Au Gabon, la santé mentale demeure un sujet sensible, encore largement enveloppé de silence et de préjugés. Alors que les besoins en accompagnement psychologique se font de plus en plus visibles, consulter un psychologue reste, pour une partie de la population, une démarche difficile à assumer.
Dans l’imaginaire collectif, le recours à un professionnel de santé mentale est encore trop souvent associé à la « folie » ou perçu comme un aveu de faiblesse. Cette représentation sociale constitue un frein majeur : de nombreuses personnes préfèrent taire leurs souffrances psychiques plutôt que de solliciter une aide extérieure. Stress, anxiété, dépression, traumatismes ou conflits familiaux sont ainsi, dans bien des cas, gérés dans l’isolement.
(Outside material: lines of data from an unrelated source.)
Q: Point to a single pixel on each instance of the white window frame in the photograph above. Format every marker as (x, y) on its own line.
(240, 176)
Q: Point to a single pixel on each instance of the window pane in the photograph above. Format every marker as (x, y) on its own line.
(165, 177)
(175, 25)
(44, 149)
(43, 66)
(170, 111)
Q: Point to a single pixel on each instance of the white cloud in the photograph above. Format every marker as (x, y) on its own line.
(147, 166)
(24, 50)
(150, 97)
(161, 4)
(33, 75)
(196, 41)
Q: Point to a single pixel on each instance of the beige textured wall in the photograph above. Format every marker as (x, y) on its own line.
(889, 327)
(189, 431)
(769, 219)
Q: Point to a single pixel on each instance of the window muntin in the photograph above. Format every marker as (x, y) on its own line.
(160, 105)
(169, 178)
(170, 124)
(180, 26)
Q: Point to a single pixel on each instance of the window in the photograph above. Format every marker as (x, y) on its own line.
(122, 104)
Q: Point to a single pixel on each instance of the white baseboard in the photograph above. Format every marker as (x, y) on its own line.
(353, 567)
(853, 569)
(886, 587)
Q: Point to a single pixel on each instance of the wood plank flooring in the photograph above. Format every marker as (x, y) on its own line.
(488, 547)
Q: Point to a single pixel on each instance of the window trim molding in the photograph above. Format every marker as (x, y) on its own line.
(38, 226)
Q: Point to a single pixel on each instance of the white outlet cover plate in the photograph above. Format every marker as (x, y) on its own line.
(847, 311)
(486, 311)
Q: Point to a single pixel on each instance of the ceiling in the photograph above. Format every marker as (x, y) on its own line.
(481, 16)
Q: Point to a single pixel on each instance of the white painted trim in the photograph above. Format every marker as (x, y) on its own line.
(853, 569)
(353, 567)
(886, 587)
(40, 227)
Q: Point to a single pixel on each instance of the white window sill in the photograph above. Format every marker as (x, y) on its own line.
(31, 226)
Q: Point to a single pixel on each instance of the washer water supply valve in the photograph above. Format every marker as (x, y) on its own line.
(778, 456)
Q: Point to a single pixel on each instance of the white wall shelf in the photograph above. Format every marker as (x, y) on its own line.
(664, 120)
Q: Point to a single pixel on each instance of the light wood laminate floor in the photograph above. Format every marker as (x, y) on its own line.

Pourtant, les réalités socio-économiques actuelles contribuent à accentuer les fragilités psychologiques. Pression scolaire et professionnelle, chômage des jeunes, instabilité familiale, violences conjugales : autant de facteurs qui pèsent sur l’équilibre mental des individus. « Après mon licenciement, j’ai perdu confiance en moi. Je dormais mal et je m’isolais progressivement. Au début, je pensais traverser une simple mauvaise passe, avant de comprendre que j’avais besoin d’aide », confie Willy Obame, jeune entrepreneur. « Aller consulter un psychologue n’a pas été facile à accepter, surtout à cause du regard des autres. Pourtant, c’est ce suivi qui m’a permis de reprendre progressivement le contrôle de ma vie », ajoute-t-il.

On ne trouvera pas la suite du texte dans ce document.